Although he hasn’t filed suit yet, the attorney said he plans to challenge the measure because it’s unfair to small-business owners.

“The bottom line is the business community shouldn’t be taxed for what is necessary for the entire community,” he said. “If we need improvements to 610, then everyone should pay for them.”

Improvements planned for 610 include widening it from four lanes to six lanes, beginning at Interstate 95 and ending at Onville Road.


Planned changes to U.S. 17 include lane expansions and additional sidewalks. A federal highway, U.S. 17 is used by thousands of out-of-town motorists each day, noted Falmouth Supervisor George Schwartz.

“We’ve got truck traffic coming up and down, tourists, everybody uses that road,” said Schwartz, who was the only supervisor to oppose the service districts. “It’s unfair to tax only the local business to improve that road.”

Funding from VDOT and revenue from the gas tax have helped pay for some road projects. But local officials say more funding is needed to ease congestion on Stafford’s busiest roads.

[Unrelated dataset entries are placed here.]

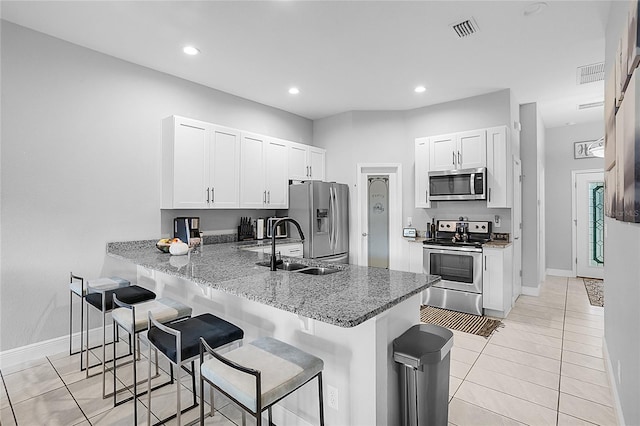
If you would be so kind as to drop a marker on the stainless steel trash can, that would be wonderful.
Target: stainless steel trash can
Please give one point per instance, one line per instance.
(424, 352)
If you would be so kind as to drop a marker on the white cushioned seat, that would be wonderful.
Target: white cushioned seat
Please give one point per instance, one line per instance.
(163, 309)
(283, 369)
(98, 283)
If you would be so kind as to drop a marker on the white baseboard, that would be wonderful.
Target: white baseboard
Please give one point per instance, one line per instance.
(617, 407)
(284, 417)
(34, 351)
(561, 273)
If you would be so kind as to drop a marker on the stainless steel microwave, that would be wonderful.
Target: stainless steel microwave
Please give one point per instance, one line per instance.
(465, 184)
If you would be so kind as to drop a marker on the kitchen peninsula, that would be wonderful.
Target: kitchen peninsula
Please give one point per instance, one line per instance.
(348, 318)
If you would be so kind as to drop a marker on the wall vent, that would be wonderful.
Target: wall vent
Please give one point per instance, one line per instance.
(591, 105)
(465, 28)
(591, 73)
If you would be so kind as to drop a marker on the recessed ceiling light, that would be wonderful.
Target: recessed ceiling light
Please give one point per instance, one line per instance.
(534, 8)
(190, 50)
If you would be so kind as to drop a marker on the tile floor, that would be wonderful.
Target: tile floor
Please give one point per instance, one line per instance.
(544, 367)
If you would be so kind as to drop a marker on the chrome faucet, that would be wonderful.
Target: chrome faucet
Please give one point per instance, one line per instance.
(273, 237)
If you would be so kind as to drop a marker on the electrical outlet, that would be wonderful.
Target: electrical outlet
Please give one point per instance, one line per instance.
(332, 396)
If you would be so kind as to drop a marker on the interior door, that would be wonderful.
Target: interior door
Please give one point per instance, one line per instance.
(517, 229)
(589, 223)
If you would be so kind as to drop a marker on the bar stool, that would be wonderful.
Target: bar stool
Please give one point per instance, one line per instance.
(101, 298)
(77, 288)
(180, 343)
(278, 369)
(134, 319)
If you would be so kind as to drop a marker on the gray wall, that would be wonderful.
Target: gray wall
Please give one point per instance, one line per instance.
(622, 272)
(388, 137)
(559, 165)
(81, 166)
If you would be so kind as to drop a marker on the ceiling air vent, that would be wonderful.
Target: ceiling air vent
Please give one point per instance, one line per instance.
(591, 105)
(465, 28)
(591, 73)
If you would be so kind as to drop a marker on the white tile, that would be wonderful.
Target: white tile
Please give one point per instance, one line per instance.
(519, 371)
(581, 348)
(459, 369)
(535, 329)
(585, 374)
(510, 385)
(583, 338)
(567, 420)
(462, 413)
(584, 390)
(506, 405)
(526, 346)
(586, 410)
(526, 358)
(25, 384)
(542, 322)
(583, 360)
(56, 407)
(463, 355)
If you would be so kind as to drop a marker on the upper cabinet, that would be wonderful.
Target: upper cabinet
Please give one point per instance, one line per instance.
(200, 165)
(488, 148)
(305, 162)
(421, 177)
(205, 165)
(463, 150)
(499, 168)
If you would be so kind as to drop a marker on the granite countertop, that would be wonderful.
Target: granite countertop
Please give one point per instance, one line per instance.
(346, 298)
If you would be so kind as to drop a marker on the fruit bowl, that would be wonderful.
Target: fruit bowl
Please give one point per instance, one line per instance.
(164, 244)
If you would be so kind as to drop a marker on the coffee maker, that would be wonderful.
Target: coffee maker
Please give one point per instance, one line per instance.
(186, 228)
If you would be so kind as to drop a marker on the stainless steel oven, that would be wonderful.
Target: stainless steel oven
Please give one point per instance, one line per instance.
(461, 270)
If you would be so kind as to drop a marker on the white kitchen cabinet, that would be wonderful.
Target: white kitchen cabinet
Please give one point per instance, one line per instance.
(463, 150)
(305, 162)
(496, 280)
(499, 169)
(200, 165)
(415, 256)
(263, 173)
(421, 195)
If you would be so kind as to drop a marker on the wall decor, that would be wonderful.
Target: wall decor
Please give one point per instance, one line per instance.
(581, 149)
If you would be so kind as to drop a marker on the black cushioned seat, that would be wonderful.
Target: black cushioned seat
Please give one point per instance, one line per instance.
(129, 295)
(215, 331)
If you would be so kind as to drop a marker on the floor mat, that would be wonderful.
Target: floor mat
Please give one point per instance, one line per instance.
(595, 291)
(474, 324)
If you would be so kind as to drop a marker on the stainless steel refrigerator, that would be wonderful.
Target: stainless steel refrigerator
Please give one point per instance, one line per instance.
(322, 210)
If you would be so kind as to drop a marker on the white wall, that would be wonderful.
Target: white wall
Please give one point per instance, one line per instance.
(81, 166)
(558, 200)
(532, 155)
(388, 137)
(622, 272)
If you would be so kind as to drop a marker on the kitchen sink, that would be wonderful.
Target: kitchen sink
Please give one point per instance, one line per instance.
(318, 271)
(285, 266)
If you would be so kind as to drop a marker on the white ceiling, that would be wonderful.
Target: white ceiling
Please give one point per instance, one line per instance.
(347, 55)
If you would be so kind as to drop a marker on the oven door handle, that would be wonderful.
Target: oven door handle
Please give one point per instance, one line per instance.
(440, 250)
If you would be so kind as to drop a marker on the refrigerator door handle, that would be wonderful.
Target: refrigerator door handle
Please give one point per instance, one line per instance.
(331, 224)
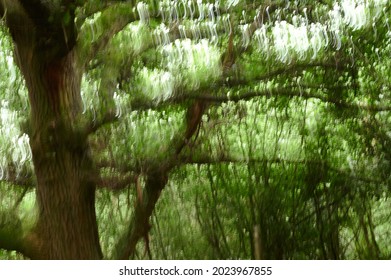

The levy against businesses is the only viable available option for now, according to Hartwood Supervisor Joe Brito.

“As far as I’m concerned, the service district is the last resort,” he said.

Why is it that only businesses are going to be taxed? How many subdivisions are on these roads that probably account for the majority of traffic on them? The businesses wouldn’t be there if the people didn’t live on the road.

From what I can see on Google Earth of the area, there has to be over a dozen different subdivisions on a couple mile section of 610 (Garrisonville Road). Expert planning there Stafford County.